Reynolds joined her husband Lieutenant William S. Reynolds who was enlisted with the Seventeenth Illinois Volunteer Regiment and traveled with him to battle during the American Civil War. She became a heroine because of her involvement in the Battle of Shiloh, where Belle helped the wounded soldiers.

== Early life and family ==
Belle Macomber was born in Shelburne Falls, Massachusetts. Thence, her family removed to Iowa, where the young girl had many pioneer experiences. Returning East to complete her education, she afterward became a school teacher in the then wilderness of Cass County, Iowa. Marrying, in 1860, Mr.

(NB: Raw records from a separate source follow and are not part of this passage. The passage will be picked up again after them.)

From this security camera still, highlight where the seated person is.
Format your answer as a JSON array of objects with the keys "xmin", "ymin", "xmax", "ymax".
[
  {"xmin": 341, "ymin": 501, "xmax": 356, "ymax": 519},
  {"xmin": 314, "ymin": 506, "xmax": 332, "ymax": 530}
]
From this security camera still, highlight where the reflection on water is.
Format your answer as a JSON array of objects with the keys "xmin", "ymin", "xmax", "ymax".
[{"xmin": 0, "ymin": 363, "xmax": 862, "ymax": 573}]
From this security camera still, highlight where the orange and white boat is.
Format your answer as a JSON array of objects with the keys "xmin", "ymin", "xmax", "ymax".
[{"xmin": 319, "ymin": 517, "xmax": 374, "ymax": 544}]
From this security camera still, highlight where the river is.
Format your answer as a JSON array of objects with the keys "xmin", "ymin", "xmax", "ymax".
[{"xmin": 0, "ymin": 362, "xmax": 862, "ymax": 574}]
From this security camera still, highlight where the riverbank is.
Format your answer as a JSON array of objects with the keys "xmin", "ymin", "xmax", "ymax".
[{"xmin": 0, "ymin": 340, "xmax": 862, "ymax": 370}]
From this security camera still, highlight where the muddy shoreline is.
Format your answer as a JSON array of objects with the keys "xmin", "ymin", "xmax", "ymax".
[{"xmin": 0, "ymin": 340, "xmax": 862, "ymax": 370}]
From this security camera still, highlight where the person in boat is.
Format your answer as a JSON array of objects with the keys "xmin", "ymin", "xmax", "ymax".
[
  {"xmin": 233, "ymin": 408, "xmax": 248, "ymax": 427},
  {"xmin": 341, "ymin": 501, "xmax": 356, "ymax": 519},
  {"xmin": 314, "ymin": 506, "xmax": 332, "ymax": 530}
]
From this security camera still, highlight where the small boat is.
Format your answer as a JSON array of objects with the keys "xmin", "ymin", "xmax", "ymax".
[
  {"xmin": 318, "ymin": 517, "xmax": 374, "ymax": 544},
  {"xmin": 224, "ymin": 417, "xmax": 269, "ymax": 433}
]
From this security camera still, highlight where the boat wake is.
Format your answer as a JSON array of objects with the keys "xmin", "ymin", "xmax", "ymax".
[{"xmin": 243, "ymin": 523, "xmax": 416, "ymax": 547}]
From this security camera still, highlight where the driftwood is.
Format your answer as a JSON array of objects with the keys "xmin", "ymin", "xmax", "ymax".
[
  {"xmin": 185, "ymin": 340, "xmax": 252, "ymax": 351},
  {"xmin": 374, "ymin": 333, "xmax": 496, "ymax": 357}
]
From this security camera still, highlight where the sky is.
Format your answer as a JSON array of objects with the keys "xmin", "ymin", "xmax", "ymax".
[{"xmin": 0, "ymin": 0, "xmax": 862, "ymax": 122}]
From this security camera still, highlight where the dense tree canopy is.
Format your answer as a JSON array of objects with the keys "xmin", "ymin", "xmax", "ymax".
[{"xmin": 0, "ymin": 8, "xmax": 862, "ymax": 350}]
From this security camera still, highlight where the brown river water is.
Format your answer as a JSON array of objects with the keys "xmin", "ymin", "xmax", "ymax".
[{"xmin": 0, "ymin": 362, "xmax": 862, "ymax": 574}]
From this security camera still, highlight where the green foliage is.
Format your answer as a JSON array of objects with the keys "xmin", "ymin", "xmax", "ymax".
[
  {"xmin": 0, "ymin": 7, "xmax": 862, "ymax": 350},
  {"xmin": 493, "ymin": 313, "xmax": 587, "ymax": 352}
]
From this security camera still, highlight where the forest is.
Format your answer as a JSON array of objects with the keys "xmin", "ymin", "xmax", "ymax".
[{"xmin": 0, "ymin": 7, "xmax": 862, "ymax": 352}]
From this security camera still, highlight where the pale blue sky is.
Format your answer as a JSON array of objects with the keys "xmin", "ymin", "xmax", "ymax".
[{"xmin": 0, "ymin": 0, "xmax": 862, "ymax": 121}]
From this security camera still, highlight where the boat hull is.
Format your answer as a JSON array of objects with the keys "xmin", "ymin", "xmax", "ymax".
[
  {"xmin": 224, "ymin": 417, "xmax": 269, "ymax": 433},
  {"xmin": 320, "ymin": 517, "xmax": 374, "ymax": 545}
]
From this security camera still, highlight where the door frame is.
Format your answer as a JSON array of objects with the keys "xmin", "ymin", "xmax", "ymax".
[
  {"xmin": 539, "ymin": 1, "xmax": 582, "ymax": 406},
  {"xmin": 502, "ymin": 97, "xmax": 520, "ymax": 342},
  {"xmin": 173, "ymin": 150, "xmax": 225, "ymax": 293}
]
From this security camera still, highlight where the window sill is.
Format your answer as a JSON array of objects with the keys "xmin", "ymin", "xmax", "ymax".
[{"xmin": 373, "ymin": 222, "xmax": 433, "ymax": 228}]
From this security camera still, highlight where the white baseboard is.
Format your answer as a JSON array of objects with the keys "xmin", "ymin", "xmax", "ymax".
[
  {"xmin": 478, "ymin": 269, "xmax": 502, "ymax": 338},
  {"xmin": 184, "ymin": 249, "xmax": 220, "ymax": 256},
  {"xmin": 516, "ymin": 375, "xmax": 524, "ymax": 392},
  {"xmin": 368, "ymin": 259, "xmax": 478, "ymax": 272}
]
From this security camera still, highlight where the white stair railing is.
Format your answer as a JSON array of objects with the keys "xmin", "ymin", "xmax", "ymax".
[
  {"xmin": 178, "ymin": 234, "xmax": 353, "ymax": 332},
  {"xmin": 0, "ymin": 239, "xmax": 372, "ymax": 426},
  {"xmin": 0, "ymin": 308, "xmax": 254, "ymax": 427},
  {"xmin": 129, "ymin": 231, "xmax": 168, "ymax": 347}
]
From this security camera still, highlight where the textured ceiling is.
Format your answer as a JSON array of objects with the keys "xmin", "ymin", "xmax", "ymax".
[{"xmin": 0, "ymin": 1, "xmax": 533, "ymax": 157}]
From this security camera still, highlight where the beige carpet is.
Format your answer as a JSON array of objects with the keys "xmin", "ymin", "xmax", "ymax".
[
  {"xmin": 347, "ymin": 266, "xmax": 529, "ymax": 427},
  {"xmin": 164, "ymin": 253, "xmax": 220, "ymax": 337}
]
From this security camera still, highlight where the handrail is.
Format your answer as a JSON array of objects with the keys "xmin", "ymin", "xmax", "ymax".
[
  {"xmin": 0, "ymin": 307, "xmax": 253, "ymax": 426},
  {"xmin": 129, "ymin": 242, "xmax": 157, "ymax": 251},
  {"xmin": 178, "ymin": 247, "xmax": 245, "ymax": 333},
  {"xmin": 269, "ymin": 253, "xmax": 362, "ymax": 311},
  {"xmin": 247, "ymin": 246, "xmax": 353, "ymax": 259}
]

Reynolds of Illinois, she removed to Peoria, where on the anniversary of her wedding she heard the news of the firing upon Fort Sumter.

== Civil War service ==
A few months later, she was with her husband, following the fortunes of war, in the Seventeenth Illinois. Reynolds was eighteen years old at the time. She arrived at the camp on August 11, 1861, and after three days of convincing the regiment's colonel, headed to the front with them.

From that time until the close of the war, she experienced the genuine hardships of a soldier's life — sleeping upon the ground, sometimes with the luxury of a blanket, grateful when hardtack was obtainable, going sometimes for a week at a time without a night's sleep while she nursed the sick, attended the wounded, comforted the dying. Reynolds moved with the regiment, sometimes marching beside the troops. With the regiment, she traveled to the Mississippi River with General Grant's campaigns at Fort Henry and Fort Donelson. It was not alone for her courageous defense of a transport of wounded soldiers, but for devoted service upon all occasions, that she was singled out by Gov. Yates, who presented her with the title of Major. The commission bore the note, “Given to Mrs. Belle Reynolds for meritorious conduct in camp and on the bloody field of Shiloh, as daughter of the regiment, with the rank of Major." The governor afterward presented her with a beautiful horse. She entered Vicksburg with the victorious troops and remained with her regiment until it was mustered out in 1864.

== Life after the war ==
At the close of the war, she began the study of medicine and surgery, which she practiced thereafter, being for years on the clinical staff of Hahnemann College, in Chicago. She was a member of the American Institute of Homeopathy, the Clinical Society of Hahnemann, and an honorary member of the Connecticut River Valley Medical Society of Massachusetts. Reynolds traveled much in Europe and the Far East, including with the Red Cross to the Philippines during the Philippine–American War. She continued practicing her profession in Santa Barbara, California where she became allied with progressive movements of the day. She served as President of the Woman's Parliament of Southern California in 1898.

Dr. Belle Reynolds died in Santa Barbara, California, on July 28, 1937, the Associated Press reported her death on the same day, identifying her as the "first woman major in the United States army."